A good yarn store needs to have depth and breadth of inventory, but it also needs to have the less tangible things like customer service, an inviting atmosphere, and a sense of community. In a city where yarn stores abound, Noe Knit achieves the perfect balance of the tangible and intangible.
Where Is It?
Noe (pronounced "know-ee") Knit is located in San Francisco's Noe Valley, which is nestled between the Mission District, the Castro, and Diamond Heights. This was my neighborhood before I left San Francisco nine years ago.
Noe Valley centers around the 24th Street shopping district, where baby strollers and dogs tend to outnumber people on the weekends. You'll find everything you could possibly want or need there—the fancy intermingled with the old-fashioned, from $400 handmade shoes to $15 galvanized steel garbage cans. The only thing it lacked when I lived there was a yarn store, but this has since changed. Right in the middle of everything is Noe Knit.Inside the Shop
Glance through the open door (it's actually a split Dutch door) and you'll see a deep tall space inside. On the left and right, walls of yarn lead your eye into the back area where tall sunny windows illuminate a large wooden table awaiting classes and impromptu knit-ins. Behind the shelves, walls have been painted a calming shade of green.
The polished concrete floor and high ceilings are decidedly urban, yet the yarns and sample garments and comfortable chairs keep it cozy. Lamps suspended from the ceiling give the space a warm and abundant light.
The yarns are stored on natural wood-colored shelves and are organized by gauge, then by manufacturer, by type, and finally by color. Everything is in perfect order, but not untouchably so. Debbie Bliss, Jo Sharp, Anny Blatt, Dale of Norway, and others are on the shelves.
They try to have on the shelves at least two skeins of each yarn, in each color. The rest is safely tucked away in back—a refreshing change from the usual "put it all out there and let them rummage" approach.

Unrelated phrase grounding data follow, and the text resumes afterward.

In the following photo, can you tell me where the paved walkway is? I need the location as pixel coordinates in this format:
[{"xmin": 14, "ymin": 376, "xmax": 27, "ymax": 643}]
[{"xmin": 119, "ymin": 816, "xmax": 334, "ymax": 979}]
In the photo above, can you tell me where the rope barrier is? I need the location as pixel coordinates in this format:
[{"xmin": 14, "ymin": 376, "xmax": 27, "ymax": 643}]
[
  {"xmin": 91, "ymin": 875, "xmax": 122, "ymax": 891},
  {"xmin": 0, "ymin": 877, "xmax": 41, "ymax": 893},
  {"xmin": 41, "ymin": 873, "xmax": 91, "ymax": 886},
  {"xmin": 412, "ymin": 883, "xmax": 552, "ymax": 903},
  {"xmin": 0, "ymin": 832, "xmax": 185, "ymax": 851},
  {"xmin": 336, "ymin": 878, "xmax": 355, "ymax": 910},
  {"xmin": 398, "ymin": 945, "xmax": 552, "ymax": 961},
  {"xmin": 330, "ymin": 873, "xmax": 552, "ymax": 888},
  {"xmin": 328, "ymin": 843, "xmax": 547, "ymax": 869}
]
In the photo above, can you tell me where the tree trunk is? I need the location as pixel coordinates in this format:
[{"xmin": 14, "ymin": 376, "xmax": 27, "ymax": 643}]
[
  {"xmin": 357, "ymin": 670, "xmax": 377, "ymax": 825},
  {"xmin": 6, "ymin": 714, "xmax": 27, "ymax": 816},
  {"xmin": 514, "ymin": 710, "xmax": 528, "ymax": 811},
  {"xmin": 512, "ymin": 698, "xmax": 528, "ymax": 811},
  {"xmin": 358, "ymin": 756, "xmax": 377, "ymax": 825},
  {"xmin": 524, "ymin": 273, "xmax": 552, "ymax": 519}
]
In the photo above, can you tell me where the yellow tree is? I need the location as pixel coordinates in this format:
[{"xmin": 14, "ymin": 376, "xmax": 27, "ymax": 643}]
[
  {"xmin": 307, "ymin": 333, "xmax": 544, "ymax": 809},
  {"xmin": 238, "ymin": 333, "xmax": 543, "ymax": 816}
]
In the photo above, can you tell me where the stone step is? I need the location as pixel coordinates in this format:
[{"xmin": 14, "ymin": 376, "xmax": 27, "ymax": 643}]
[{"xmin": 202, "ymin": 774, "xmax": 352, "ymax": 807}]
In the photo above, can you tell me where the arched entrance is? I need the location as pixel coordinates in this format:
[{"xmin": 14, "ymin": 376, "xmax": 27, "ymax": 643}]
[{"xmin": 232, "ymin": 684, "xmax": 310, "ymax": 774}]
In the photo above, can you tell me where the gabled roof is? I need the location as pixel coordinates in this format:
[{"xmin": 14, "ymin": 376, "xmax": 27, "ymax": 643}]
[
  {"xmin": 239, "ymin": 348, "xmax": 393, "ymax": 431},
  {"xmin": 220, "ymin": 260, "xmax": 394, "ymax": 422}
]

In terms of needles and accessories, you'll find pretty much everything you need, but not to the point of excess or gluttony where you have to choose from three or four different versions of the same thing.
Gadgets and gizmos are at a minimum, but colorful shapely bags from Lantern Moon are artfully poised throughout.
Even among non-knitters, the store is appreciated for its inventive window displays—once they preserved colorful ice cream cones in shellac and suspended them from strings through which balls of matching yarn had been strung; another time, their cafe-themed display included a French press coffee pot filled with small balls of brown yarn, and cappuccino cups with swirls of white fiber on the top for frothy milk.
For out-of-town visitors, it's a great stop because you get a real LYS/neighborhood feel, the inventory is interesting, it's extremely easy to reach (just take the J Church train from downtown), and the neighborhood will give any non-knitters in your group ample distraction while you go inside to play with yarn.